Два дня изнурительного пути подошли к концу. Щурясь от яркого полуденного солнца, Мэйо спешился возле лестницы, ведущей к скромному, по его меркам, особняку Рхеи. Насквозь пропитавшийся дорожной пылью, мокрый от пота и чрезвычайно утомленный поморец предупредил спутников, что желает отдохнуть в терме, а затем вздремнуть до ужина.
Передав свою лошадь и хозяйского коня местным рабам, Нереус обменялся парой фраз с охранниками, сопровождавшими Мэйо по приказу отца, и неторопливым шагом направился к морю. Островитянин хотел смыть грязь, понежиться на мягкой траве, в тени, пусть ненадолго, но предоставленным самому себе.

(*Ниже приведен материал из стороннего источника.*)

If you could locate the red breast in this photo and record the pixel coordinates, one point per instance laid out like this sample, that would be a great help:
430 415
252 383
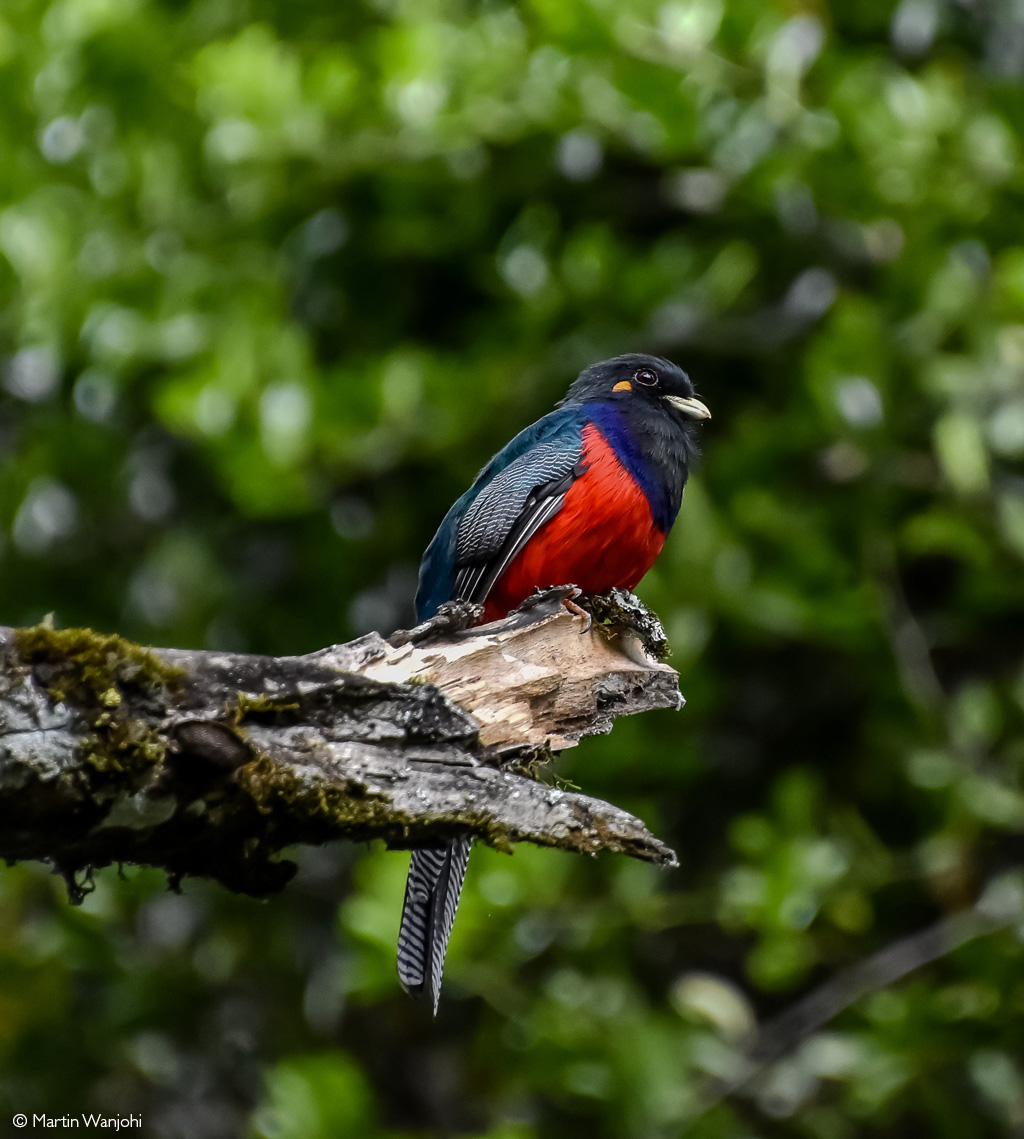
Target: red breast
603 537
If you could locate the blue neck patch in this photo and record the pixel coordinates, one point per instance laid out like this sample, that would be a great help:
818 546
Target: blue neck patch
613 425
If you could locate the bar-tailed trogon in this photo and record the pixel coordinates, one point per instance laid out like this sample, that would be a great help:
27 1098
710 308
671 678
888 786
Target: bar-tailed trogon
584 496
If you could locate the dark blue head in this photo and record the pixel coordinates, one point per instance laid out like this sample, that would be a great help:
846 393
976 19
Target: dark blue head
647 410
640 385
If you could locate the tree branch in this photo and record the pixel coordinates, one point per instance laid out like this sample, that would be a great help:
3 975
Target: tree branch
210 763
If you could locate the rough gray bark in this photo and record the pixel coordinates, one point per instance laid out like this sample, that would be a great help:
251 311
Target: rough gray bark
210 763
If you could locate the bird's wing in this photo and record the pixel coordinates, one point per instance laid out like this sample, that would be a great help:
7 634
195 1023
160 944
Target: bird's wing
498 509
510 509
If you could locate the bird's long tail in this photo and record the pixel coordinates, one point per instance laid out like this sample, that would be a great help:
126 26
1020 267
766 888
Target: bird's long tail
428 912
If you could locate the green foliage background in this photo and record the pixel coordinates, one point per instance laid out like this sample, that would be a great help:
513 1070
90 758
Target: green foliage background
277 278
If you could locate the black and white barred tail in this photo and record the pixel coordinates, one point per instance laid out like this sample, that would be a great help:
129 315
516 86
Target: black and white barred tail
428 912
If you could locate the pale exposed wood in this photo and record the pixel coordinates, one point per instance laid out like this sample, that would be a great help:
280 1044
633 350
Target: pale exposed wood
210 763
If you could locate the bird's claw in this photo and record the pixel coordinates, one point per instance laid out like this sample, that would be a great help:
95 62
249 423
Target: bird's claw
578 611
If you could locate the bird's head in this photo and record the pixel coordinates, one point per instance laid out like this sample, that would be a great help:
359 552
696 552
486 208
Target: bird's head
636 377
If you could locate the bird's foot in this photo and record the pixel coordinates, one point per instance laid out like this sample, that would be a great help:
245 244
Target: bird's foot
578 611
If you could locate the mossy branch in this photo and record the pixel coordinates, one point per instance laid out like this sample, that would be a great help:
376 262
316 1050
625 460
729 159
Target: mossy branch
210 763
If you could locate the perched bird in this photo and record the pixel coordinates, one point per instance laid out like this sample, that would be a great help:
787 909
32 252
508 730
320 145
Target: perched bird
584 496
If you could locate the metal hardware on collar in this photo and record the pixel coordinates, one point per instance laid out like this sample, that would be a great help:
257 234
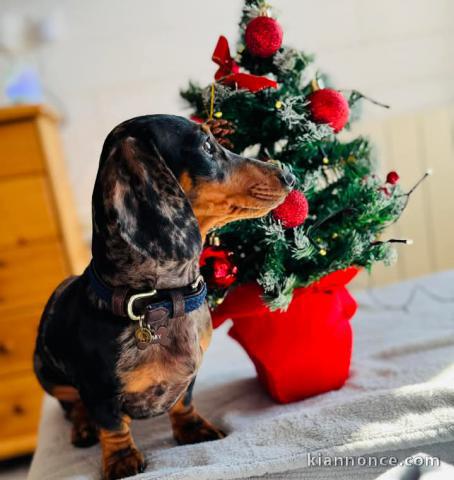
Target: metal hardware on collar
131 301
116 298
197 282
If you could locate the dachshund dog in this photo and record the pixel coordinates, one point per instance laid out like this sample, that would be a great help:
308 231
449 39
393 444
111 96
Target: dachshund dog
125 339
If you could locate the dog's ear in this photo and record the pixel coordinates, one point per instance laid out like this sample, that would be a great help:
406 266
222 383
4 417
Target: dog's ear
144 203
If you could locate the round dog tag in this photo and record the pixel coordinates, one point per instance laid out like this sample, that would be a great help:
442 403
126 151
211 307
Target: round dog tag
144 336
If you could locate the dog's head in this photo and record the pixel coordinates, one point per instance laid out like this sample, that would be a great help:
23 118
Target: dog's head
159 171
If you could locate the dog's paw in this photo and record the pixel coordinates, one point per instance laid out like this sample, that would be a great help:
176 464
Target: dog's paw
84 435
195 430
124 463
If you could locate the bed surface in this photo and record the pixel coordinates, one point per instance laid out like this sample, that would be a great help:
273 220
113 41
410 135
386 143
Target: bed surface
399 400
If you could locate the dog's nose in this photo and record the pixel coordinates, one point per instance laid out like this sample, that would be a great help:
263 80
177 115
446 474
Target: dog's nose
287 179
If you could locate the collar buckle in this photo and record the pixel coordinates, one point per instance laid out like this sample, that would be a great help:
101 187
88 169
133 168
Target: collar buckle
132 299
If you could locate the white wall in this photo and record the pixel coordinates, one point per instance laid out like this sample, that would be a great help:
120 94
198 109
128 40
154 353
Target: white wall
120 58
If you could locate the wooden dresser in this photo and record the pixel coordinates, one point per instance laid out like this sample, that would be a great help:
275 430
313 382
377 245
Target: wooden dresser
40 244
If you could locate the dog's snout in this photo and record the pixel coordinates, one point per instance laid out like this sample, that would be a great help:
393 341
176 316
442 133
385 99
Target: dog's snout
287 179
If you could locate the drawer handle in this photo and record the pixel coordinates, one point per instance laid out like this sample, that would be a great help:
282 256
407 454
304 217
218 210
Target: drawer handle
18 409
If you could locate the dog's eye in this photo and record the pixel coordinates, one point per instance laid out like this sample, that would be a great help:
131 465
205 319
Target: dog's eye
208 147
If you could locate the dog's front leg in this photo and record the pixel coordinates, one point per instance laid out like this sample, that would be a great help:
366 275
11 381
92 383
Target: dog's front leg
187 425
120 456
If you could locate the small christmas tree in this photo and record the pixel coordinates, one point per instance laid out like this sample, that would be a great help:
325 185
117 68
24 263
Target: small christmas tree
272 104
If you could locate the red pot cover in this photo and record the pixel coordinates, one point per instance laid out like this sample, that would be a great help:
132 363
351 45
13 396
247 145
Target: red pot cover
303 351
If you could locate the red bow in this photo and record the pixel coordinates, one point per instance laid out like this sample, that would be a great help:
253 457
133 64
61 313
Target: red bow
229 72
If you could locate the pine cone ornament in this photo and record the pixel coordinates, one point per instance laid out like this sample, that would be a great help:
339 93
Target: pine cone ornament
221 129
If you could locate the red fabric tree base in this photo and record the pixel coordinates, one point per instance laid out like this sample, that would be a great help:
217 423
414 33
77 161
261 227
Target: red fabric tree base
303 351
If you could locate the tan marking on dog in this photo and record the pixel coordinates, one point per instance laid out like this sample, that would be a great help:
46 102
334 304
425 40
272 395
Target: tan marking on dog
120 456
249 192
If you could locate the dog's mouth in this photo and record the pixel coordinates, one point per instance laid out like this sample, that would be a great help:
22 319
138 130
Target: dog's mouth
267 196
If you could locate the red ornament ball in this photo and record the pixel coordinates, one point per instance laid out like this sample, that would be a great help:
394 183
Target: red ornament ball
329 106
263 36
217 267
293 211
392 177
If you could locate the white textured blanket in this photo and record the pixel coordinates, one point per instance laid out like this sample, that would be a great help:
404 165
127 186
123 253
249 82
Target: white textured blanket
398 401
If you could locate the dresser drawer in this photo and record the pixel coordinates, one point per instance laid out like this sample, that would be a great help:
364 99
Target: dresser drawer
20 408
26 211
20 150
17 340
29 274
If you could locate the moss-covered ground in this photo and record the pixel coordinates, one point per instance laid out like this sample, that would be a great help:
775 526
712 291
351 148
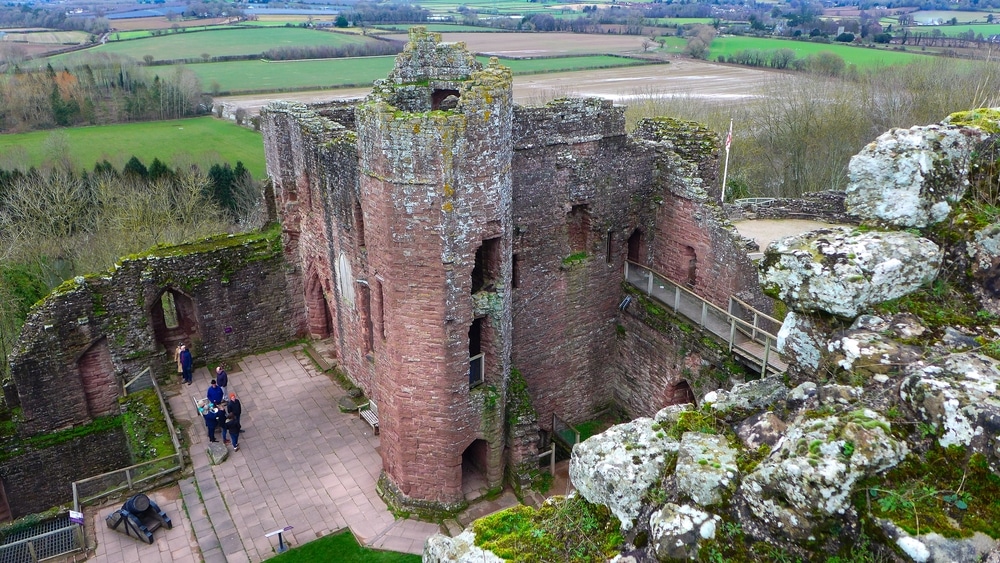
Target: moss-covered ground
945 491
570 530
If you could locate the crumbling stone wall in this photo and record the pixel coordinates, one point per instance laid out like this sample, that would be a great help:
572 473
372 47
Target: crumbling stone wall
236 285
573 159
40 479
389 220
819 206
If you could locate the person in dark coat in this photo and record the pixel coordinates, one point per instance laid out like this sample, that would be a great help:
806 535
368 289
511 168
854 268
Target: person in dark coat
220 421
187 364
211 421
222 378
233 426
214 394
234 407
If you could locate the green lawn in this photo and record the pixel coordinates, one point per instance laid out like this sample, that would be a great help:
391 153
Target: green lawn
342 548
226 42
863 57
244 76
987 29
200 140
930 16
437 27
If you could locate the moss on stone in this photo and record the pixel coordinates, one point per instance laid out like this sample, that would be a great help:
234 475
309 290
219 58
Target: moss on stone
945 491
564 530
987 119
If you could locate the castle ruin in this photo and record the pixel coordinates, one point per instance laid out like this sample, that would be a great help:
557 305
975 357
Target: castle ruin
448 240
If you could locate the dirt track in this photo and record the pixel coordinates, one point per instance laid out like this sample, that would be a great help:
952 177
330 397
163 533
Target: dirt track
681 77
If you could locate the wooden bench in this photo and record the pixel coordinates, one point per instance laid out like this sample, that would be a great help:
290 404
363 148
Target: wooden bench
369 413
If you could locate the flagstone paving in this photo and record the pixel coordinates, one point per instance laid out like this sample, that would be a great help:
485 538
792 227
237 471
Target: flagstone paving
302 463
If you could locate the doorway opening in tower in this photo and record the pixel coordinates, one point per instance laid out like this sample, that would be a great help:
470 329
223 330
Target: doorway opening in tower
440 99
680 394
320 318
476 353
636 247
174 319
474 462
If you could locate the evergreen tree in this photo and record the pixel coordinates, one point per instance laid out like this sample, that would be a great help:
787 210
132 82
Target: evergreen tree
135 168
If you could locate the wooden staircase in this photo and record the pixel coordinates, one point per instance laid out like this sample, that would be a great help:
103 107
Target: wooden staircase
750 334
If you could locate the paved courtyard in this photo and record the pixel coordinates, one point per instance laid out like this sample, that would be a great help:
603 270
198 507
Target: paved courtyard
302 463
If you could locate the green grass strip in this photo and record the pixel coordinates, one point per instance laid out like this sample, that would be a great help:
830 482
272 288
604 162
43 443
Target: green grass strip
199 140
343 548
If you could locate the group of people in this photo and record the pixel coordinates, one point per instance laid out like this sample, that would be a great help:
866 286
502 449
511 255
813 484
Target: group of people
219 413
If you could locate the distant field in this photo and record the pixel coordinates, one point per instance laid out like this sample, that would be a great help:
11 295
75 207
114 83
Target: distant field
931 16
242 41
201 140
679 21
245 76
987 29
436 27
861 56
47 36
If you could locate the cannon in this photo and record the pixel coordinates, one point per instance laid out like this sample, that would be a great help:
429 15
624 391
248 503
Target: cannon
139 517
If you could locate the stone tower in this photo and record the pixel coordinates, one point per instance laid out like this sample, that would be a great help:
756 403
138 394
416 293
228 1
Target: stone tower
435 185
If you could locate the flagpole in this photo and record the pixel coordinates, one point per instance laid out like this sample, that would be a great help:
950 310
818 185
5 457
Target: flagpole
725 170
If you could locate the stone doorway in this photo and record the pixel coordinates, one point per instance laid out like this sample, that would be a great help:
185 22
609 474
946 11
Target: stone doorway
175 319
636 247
680 394
474 465
319 315
97 373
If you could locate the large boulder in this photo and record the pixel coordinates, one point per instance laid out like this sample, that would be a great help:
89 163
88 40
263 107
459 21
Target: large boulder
619 466
459 549
706 467
843 271
957 395
676 531
750 396
808 479
912 177
801 342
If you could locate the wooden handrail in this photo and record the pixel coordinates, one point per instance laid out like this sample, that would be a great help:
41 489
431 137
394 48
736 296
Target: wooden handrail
752 330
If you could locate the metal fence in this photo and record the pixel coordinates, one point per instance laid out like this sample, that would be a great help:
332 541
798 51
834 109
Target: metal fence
43 541
138 477
748 332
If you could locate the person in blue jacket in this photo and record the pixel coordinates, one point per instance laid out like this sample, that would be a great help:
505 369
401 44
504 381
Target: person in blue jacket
214 394
211 421
187 364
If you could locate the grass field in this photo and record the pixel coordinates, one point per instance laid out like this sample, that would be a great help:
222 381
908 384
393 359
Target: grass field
931 16
342 548
240 41
200 140
987 29
862 57
246 76
436 27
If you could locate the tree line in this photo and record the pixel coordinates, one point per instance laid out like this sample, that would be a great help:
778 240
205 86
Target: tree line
799 134
56 224
375 48
105 89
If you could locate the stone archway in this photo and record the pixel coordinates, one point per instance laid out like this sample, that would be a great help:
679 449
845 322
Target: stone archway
680 394
175 319
97 374
636 247
475 462
318 312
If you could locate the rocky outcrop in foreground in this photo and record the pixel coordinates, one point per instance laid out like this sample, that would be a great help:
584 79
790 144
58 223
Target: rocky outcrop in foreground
880 443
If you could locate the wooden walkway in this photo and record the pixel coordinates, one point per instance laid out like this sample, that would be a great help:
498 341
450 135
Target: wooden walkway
749 333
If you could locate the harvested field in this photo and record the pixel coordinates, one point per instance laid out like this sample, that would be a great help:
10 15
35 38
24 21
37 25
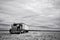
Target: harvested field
31 36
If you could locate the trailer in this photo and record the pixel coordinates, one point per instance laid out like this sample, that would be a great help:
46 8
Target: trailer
19 28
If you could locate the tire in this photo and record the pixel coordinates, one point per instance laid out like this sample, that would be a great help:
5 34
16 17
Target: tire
12 32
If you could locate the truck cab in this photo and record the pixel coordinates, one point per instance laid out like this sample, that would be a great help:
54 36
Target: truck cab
18 28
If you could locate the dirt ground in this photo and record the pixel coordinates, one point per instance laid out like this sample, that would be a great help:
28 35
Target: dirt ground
31 36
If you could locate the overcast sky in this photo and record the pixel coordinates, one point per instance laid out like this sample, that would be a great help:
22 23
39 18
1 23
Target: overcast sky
31 12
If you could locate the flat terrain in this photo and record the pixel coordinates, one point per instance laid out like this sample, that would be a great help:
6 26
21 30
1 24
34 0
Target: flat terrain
33 35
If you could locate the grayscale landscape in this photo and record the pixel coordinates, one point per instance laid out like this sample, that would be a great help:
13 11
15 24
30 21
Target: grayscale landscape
38 14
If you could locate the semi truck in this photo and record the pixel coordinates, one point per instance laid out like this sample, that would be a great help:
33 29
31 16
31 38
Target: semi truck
19 28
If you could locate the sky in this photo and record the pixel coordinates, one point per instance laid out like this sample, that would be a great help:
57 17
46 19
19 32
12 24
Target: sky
30 12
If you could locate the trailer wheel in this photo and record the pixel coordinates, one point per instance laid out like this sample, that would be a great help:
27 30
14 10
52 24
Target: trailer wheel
10 31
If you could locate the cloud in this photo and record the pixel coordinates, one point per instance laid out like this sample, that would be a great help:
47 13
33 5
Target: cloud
31 12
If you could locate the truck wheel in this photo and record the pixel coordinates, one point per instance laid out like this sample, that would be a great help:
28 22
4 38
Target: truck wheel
10 31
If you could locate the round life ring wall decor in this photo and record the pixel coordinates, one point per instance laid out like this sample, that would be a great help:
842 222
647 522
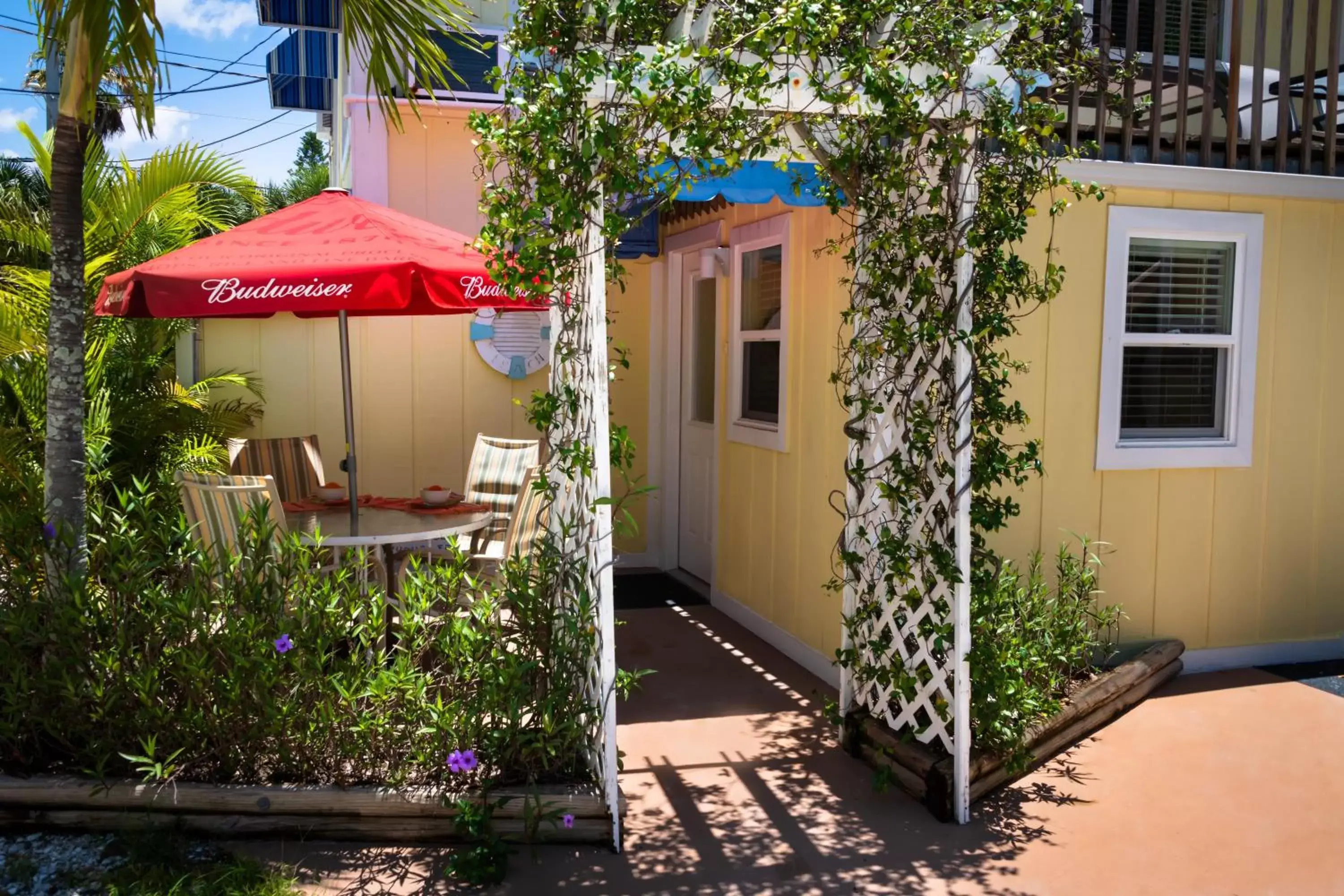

Раздевшись, он залез в воду и поплыл вдоль пляжа, любуясь чудесным видом на изумрудные холмы, защищенный скалами берег, бирюзовое море и рыбацкое судно, скользящее вдалеке…
Геллиец был родом из маленького провинциального городка Сармака, где жизнь текла спокойно и размеренно. Сельские умиротворяющие пейзажи напоминали юноше то беззаботное время, когда он, второй сын торговца пряностями Бальбы, исполнив поручения отца, убегал из дома, нырял в гребнистые волны и купался, пока от холода не начинали стучать зубы.
Едва Нереусу минуло семь лет, Бальба скоропостижно скончался, и все его имущество отошло старшему сыну Фриксосу, недолюбливавшему брата. На ни в чем неповинного мальчика обрушились бесконечные придирки, упреки и побои. Спустя два года дела в лавке шли хуже некуда, у Фриксоса родился сын и, крупно задолжав торговцу пшеницей, молодой глава семьи принял решение избавиться от «лишнего рта». Ночью брат увел сонного Нереуса из дома и продал за пригоршню серебряных монет.